This is part two in my discussion of the law review article that is a foundational part of the legal beginnings of the right to privacy in the United States: “The Right to Privacy” by Samuel D. Warren and Louis D. Brandeis, originally published in the Harvard Law Review in 1890. In this post, I’m analyzing the middle third of the article, with a view toward current privacy concerns and ideas.
In the first third of the article, which I discussed last post, the authors explained their reasoning for the existence of a separate right to privacy in American law. The authors noted that the creation of new technologies and newspaper gossip columns necessitated a new way to provide legal protection for a person’s ability to be let alone in their life. In the final paragraph, which I analyzed previously, the authors had mentioned that a person should be able to fix the limits of the expression of their thoughts, sentiments, and emotions.
Next, the authors begin to discuss what legal foundations the right to privacy might rely on. After some discussion, they note that existing law at the time of 1890 arguably afforded some protection for the right of an individual to their privacy. They go on to state that there were judicial decisions that may be cited to argue for a general right to privacy for thoughts, emotions, and sensations, “whether expressed in writing, or in conduct, in conversation, in attitudes, or in facial expression.” This quote made me think of a recent New York Times article about employee monitoring during COVID-19. The article discusses how one employee monitoring software periodically records what an employee is doing on their computer. This monitoring does not seem compliant with the right to privacy discussed in Warren and Brandeis’s article. By monitoring an employee’s computer, the employer – and the surveillance company – can see the employee’s writing, conduct, and, even, facial expressions, if the employee is on a video Zoom call.
In an attempt to rationalize the employee surveillance discussed in the Times article, the founder of the surveillance company noted that “workers know they are being watched, so it does not violate privacy.” This is an unpersuasive argument to justify peeling away someone’s right to privacy. As an analogy, just because someone knows they’re being insulted, doesn’t mean they’re not being insulted and doesn’t make the insult less rude.
Although Warren and Brandeis’s conceptualization of the right to privacy would arguably apply to a white-collar worker with a computer who is working from home, it is less clear if their idea of the right to privacy in “thoughts, emotions, and sensations” would extend to the warehouse worker who is also monitored by their employer. In a September 2020 paper, the Open Markets Institute detailed the employee surveillance that occurs at Amazon warehouses. For example, Amazon warehouses contain numerous cameras, ostensibly to deter theft. During COVID-19, the cameras have been equipped with a software to track employees’ relative movements, to ensure compliance with social distancing requirements. Amazon also uses item scanners to monitor how quickly and efficiently Amazon employees are handling items. These scanners can issue warnings if an employee spends too much “TOT,” or time off task.

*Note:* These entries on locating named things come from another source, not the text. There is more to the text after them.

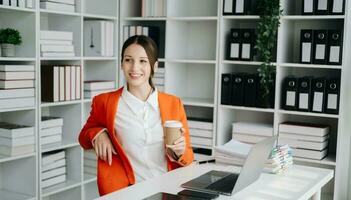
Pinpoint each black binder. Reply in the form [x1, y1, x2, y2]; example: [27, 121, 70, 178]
[231, 73, 246, 106]
[313, 30, 328, 64]
[314, 0, 329, 15]
[223, 0, 235, 15]
[240, 29, 255, 60]
[244, 74, 258, 107]
[297, 76, 312, 111]
[301, 0, 316, 15]
[227, 29, 241, 60]
[282, 76, 298, 110]
[312, 78, 327, 113]
[329, 0, 345, 15]
[327, 30, 342, 65]
[221, 74, 232, 105]
[300, 29, 313, 63]
[325, 79, 340, 114]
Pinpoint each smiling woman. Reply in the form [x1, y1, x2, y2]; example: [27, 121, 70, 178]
[79, 35, 194, 195]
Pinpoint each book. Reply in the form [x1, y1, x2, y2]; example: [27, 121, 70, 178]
[0, 88, 34, 99]
[0, 122, 34, 139]
[0, 65, 34, 72]
[0, 80, 34, 89]
[0, 71, 34, 80]
[84, 80, 115, 90]
[278, 122, 330, 137]
[41, 166, 66, 180]
[0, 97, 35, 109]
[40, 116, 63, 129]
[0, 144, 35, 156]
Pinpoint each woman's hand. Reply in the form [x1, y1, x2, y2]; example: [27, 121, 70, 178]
[94, 131, 117, 166]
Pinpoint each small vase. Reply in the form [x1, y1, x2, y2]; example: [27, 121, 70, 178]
[1, 44, 15, 57]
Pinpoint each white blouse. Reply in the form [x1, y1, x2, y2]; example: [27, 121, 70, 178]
[115, 87, 167, 182]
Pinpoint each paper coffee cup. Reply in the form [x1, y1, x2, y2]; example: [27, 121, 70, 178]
[164, 120, 183, 145]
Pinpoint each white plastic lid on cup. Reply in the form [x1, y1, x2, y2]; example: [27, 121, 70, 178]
[164, 120, 183, 128]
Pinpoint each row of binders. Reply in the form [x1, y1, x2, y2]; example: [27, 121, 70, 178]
[300, 29, 343, 65]
[0, 65, 35, 109]
[84, 20, 115, 56]
[282, 76, 340, 114]
[41, 65, 82, 102]
[188, 117, 213, 148]
[0, 122, 35, 156]
[227, 28, 256, 61]
[221, 73, 274, 107]
[302, 0, 345, 15]
[41, 150, 67, 188]
[39, 116, 63, 145]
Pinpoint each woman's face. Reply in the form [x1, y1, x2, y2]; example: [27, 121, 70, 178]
[122, 44, 151, 87]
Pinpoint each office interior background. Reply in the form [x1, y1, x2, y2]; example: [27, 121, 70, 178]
[0, 0, 351, 200]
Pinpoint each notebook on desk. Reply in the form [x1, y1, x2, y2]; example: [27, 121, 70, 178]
[181, 136, 277, 196]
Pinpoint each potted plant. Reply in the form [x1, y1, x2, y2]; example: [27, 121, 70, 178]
[255, 0, 283, 108]
[0, 28, 22, 57]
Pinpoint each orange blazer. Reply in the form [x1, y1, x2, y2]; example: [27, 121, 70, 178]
[79, 87, 194, 195]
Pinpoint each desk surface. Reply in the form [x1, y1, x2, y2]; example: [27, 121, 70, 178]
[99, 164, 334, 200]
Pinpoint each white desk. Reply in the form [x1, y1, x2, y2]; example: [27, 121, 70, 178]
[99, 164, 334, 200]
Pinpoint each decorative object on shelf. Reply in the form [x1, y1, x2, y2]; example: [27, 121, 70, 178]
[255, 0, 283, 107]
[0, 28, 22, 57]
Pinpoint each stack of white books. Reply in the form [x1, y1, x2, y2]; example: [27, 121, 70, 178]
[278, 122, 330, 160]
[0, 65, 35, 109]
[40, 30, 75, 57]
[0, 122, 35, 156]
[152, 68, 165, 92]
[41, 150, 66, 188]
[40, 116, 63, 145]
[232, 122, 273, 144]
[84, 150, 97, 176]
[40, 0, 75, 12]
[84, 80, 115, 99]
[84, 20, 114, 56]
[188, 117, 213, 148]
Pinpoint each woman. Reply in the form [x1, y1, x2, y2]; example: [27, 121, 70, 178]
[79, 36, 194, 195]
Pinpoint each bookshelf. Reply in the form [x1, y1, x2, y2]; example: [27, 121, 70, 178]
[0, 0, 351, 200]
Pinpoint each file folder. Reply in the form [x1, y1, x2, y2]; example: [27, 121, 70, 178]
[297, 76, 312, 111]
[282, 76, 298, 110]
[300, 29, 313, 63]
[327, 30, 342, 65]
[221, 74, 232, 105]
[313, 30, 328, 64]
[244, 74, 258, 107]
[231, 73, 246, 106]
[312, 78, 327, 113]
[227, 29, 241, 60]
[325, 79, 340, 114]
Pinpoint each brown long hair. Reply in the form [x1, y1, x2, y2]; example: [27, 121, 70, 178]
[121, 35, 158, 89]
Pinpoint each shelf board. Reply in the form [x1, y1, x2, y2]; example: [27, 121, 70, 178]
[167, 16, 218, 21]
[220, 105, 274, 113]
[0, 56, 36, 62]
[278, 63, 341, 69]
[123, 17, 167, 21]
[0, 106, 35, 113]
[181, 97, 214, 107]
[166, 59, 216, 64]
[278, 109, 339, 119]
[40, 100, 81, 108]
[0, 5, 35, 13]
[0, 152, 36, 163]
[281, 15, 345, 20]
[40, 9, 80, 16]
[0, 189, 33, 200]
[41, 140, 79, 153]
[42, 180, 81, 197]
[83, 13, 117, 20]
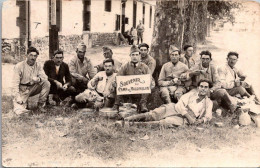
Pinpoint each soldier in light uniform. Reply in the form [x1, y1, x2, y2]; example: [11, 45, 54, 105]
[13, 47, 50, 115]
[95, 46, 122, 73]
[113, 45, 151, 112]
[158, 45, 189, 104]
[69, 43, 96, 93]
[138, 43, 156, 74]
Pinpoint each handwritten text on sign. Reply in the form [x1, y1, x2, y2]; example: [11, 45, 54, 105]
[116, 74, 151, 95]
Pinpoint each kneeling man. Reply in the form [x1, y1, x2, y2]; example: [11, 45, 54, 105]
[13, 47, 50, 115]
[75, 58, 116, 107]
[43, 50, 76, 105]
[113, 45, 152, 112]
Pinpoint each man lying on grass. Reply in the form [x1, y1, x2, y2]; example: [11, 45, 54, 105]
[116, 80, 213, 126]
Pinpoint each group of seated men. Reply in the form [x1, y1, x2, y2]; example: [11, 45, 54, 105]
[13, 43, 258, 124]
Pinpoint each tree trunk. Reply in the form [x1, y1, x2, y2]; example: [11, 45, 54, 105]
[198, 0, 208, 43]
[150, 0, 207, 79]
[150, 0, 187, 78]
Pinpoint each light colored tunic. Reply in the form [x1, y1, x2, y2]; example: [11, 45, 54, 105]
[218, 64, 246, 89]
[13, 60, 48, 96]
[69, 56, 96, 79]
[88, 71, 116, 97]
[158, 61, 189, 86]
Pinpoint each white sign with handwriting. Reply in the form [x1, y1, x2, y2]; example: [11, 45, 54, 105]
[116, 74, 151, 95]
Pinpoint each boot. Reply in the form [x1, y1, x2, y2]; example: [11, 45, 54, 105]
[38, 102, 47, 113]
[162, 96, 171, 104]
[112, 104, 119, 112]
[48, 94, 57, 106]
[140, 103, 148, 113]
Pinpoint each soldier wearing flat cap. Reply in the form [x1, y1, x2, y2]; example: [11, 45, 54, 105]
[113, 45, 150, 112]
[158, 45, 189, 104]
[138, 43, 156, 74]
[69, 43, 96, 93]
[95, 46, 122, 72]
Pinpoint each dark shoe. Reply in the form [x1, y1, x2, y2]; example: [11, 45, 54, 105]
[140, 103, 148, 113]
[112, 104, 119, 112]
[71, 103, 79, 109]
[229, 104, 237, 114]
[38, 102, 47, 113]
[162, 96, 172, 104]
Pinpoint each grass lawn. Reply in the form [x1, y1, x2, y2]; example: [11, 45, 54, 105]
[2, 93, 260, 166]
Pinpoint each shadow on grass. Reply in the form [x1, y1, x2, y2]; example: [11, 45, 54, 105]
[2, 96, 259, 160]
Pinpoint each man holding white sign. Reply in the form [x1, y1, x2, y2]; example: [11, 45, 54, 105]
[113, 45, 151, 112]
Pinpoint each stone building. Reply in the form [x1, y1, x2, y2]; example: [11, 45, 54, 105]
[2, 0, 155, 55]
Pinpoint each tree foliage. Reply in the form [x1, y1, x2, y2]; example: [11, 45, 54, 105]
[207, 0, 240, 23]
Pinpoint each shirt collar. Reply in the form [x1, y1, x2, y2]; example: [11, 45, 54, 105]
[200, 63, 211, 73]
[171, 61, 180, 66]
[130, 61, 140, 67]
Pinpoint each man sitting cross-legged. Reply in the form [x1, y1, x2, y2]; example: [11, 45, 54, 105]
[189, 51, 236, 113]
[158, 45, 189, 104]
[218, 52, 259, 104]
[116, 80, 213, 126]
[75, 58, 116, 107]
[43, 50, 76, 105]
[13, 47, 50, 115]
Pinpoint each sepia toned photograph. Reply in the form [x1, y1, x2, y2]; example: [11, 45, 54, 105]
[1, 0, 260, 167]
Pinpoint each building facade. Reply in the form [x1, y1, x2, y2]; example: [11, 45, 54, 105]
[2, 0, 155, 56]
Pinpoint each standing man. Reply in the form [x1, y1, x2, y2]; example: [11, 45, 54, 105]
[189, 51, 236, 113]
[43, 50, 75, 106]
[113, 45, 150, 112]
[138, 43, 156, 75]
[218, 52, 259, 104]
[136, 20, 144, 44]
[76, 58, 116, 107]
[13, 47, 50, 115]
[158, 45, 189, 104]
[180, 45, 196, 69]
[69, 43, 96, 93]
[95, 46, 122, 72]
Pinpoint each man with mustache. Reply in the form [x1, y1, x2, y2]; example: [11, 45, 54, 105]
[113, 45, 151, 113]
[13, 47, 50, 115]
[43, 50, 75, 105]
[180, 45, 196, 69]
[158, 45, 189, 104]
[189, 51, 236, 113]
[218, 52, 259, 104]
[138, 43, 156, 74]
[69, 43, 96, 94]
[76, 58, 116, 107]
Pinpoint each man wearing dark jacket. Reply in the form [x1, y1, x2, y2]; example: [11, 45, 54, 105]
[43, 50, 75, 105]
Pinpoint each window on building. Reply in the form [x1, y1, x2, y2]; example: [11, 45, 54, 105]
[105, 0, 112, 12]
[125, 17, 129, 24]
[149, 6, 153, 28]
[143, 4, 145, 24]
[115, 15, 120, 31]
[83, 0, 91, 31]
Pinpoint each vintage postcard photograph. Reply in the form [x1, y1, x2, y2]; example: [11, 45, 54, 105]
[1, 0, 260, 167]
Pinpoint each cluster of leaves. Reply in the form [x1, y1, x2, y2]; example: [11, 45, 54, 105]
[207, 0, 240, 23]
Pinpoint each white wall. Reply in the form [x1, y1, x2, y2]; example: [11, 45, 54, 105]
[90, 0, 121, 33]
[59, 0, 83, 35]
[2, 0, 19, 38]
[125, 0, 133, 31]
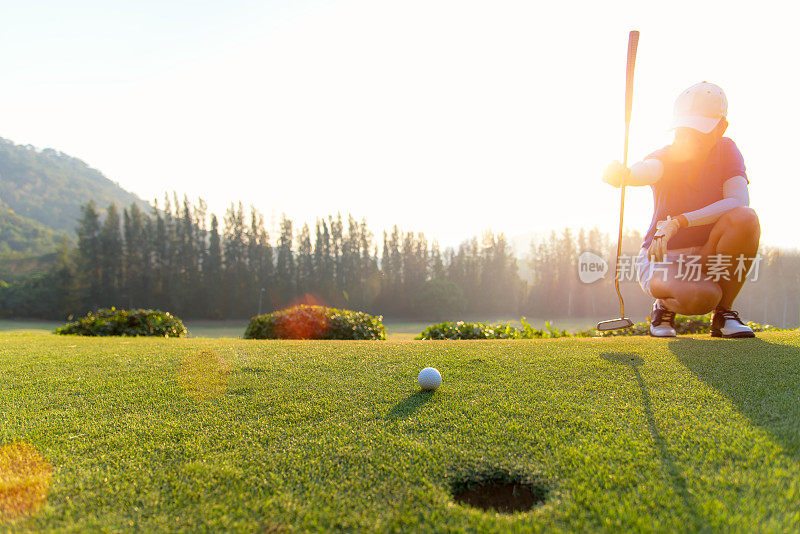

Warren and Brandeis’s privacy protections, which were created for a middle or upper class besieged by questions from the press and interlopers with cameras in public parks, do not necessarily contemplate the unceasing surveillance for a manual worker in an Amazon warehouse.
Later in the article, the authors state that the right to privacy must be founded on principles broader than merely contractual rights. The authors state the contract rights will not always be enough to protect someone’s privacy. They explain that if evolving technological devices “afford abundant opportunities for the perpetration of such [invasive] wrongs without any participation by the injured party, the protection granted by the law must be placed on a broader foundation” than contract law. They give the example of photography. When photographic technology was such that a person had to hire a photographer, travel to the photography studio, and sit for many minutes for the portrait, it is easier to argue that the individual does not have a right to privacy that would prohibit the photographer from taking their picture. However, if, because of new technologies, a photographer can quickly and secretly take someone’s picture who is riding their bike outside, the law must include protection for this passive non-participating observed person. This theory resonates with me. I don’t think that a person agrees to being monitored or observed or recorded merely by being passive. As technology creates opportunities for entities to monitor, observe, or record without any participation by the observed party, the law should recognize the possibilities for violations of the right to privacy.
A few paragraphs later, the authors make a telling statement. They state the reasonableness of prohibiting a photographer to photograph a woman without her consent. They then go on to state, if prohibiting non-consensual photography is reasonable, “how much less should be tolerated the reproduction of her face, her form, and her actions, by graphic descriptions colored to suit a gross and depraved imagination.” This statement makes clear one of the focuses of the authors’ theoretical right to privacy. They are attempting to protect womanhood, almost certainly white and upper-class womanhood, from any “gross or depraved” (I read: sexual) perceptions. In fact, arguably, they are not even protecting womanhood – they are protecting society from having its (white, upper-class) women be thought of in a sexual way. This is a narrow and patriarchal focus that limits the otherwise reasonable legal theory of a right to privacy.